October 30, 2017
Volume XXIX, No. 23



 By Melissa N. Mead

In Gurski v Farm Bureau Insurance Company, ___ Mich App ___ (No. 332118, 10/17/17), the Michigan Court of Appeals relied upon the express language of the policy to determine for which vehicles PIP coverage was afforded and for whom such coverage was available. In doing so, the Court found that Farm Bureau, which did not insure the involved motor vehicle or its owner for PIP coverage, could not be liable for injuries sustained by the automotive mechanic conducting repairs on the involved vehicle.

Plaintiff, David Gurski, was the owner of an automotive repair center. On June 24, 2013, he sustained injuries when a vehicle on which he was working slid into gear and ran over his leg. Andy Frazier owned the involved motor vehicle. Mr. Frazier also owned a business which was the named insured on an insurance policy issued by Farm Bureau. Mr. Frazier was listed as a “designated insured” on that policy for purposes of liability coverage only. The policy also listed the involved vehicle as a covered vehicle, but specifically did not provide PIP coverage for that vehicle.

Plaintiff sought to recover PIP benefits from three insurers: Motorists, which insured plaintiff’s business, Farm Bureau, and the Michigan Assigned Claims Plan. The MACP refused to assign plaintiff’s claim to an insurer believing that Farm Bureau was in highest priority for payment of PIP benefits to plaintiff. It was undisputed that Motorists was not liable for payment of PIP benefits because plaintiff was not covered for PIP under its policy. The question, then, was whether Farm Bureau was liable to plaintiff for PIP benefits.

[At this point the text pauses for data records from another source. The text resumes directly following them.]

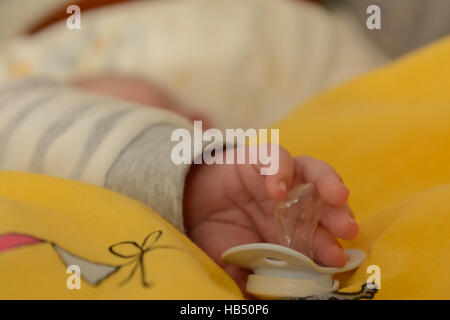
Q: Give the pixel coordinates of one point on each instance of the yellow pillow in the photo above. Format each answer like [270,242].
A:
[48,224]
[388,135]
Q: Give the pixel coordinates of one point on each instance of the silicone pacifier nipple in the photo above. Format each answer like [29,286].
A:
[288,270]
[298,216]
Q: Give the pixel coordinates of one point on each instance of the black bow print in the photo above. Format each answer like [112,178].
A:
[138,258]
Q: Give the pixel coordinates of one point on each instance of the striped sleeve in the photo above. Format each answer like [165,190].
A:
[50,128]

The trial court held that plaintiff qualified as an “insured” under the terms of the Farm Bureau policy, and the involved vehicle was a “covered auto” under the terms of the policy because it was listed for comprehensive coverage, such that plaintiff was entitled to recover PIP benefits from Farm Bureau. The trial court also ruled that MCL 500.3115(1) provided PIP coverage to plaintiff under the Farm Bureau policy, as it insured the owner or registrant of the involved motor vehicle. Farm Bureau appealed.

The Michigan Court of Appeals reversed the trial court’s findings. First, the Court of Appeals found that based upon the clear and unambiguous language of the policy, the involved vehicle was not a “covered auto” for purposes of PIP benefits, but rather the policy only provided comprehensive coverage for that vehicle. Thus, while plaintiff qualified as an “insured” under the terms of the Farm Bureau policy, the policy itself did not provide the coverage plaintiff claimed.

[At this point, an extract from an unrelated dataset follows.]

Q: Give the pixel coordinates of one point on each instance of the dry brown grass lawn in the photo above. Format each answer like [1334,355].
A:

Second, the Court of Appeals noted that MCL 500.3115(1) can require an insurer to provide PIP benefits although the insurer did not provide PIP coverage for the involved motor vehicle. However, the Court held it was essential that the owner of the involved vehicle to have PIP coverage from some source (whether it be the insurer of the vehicle of another insurer). Here, the owner of the vehicle – Mr. Frazier – did not have PIP coverage. Therefore, even though the Farm Bureau policy provided PIP coverage for other vehicles owned by Mr. Frazier and his business, there was no PIP coverage for Mr. Frazier and plaintiff could not recover PIP benefits from Farm Bureau pursuant to MCL 500.3115(1).

Melissa is an Associate in our Detroit Office.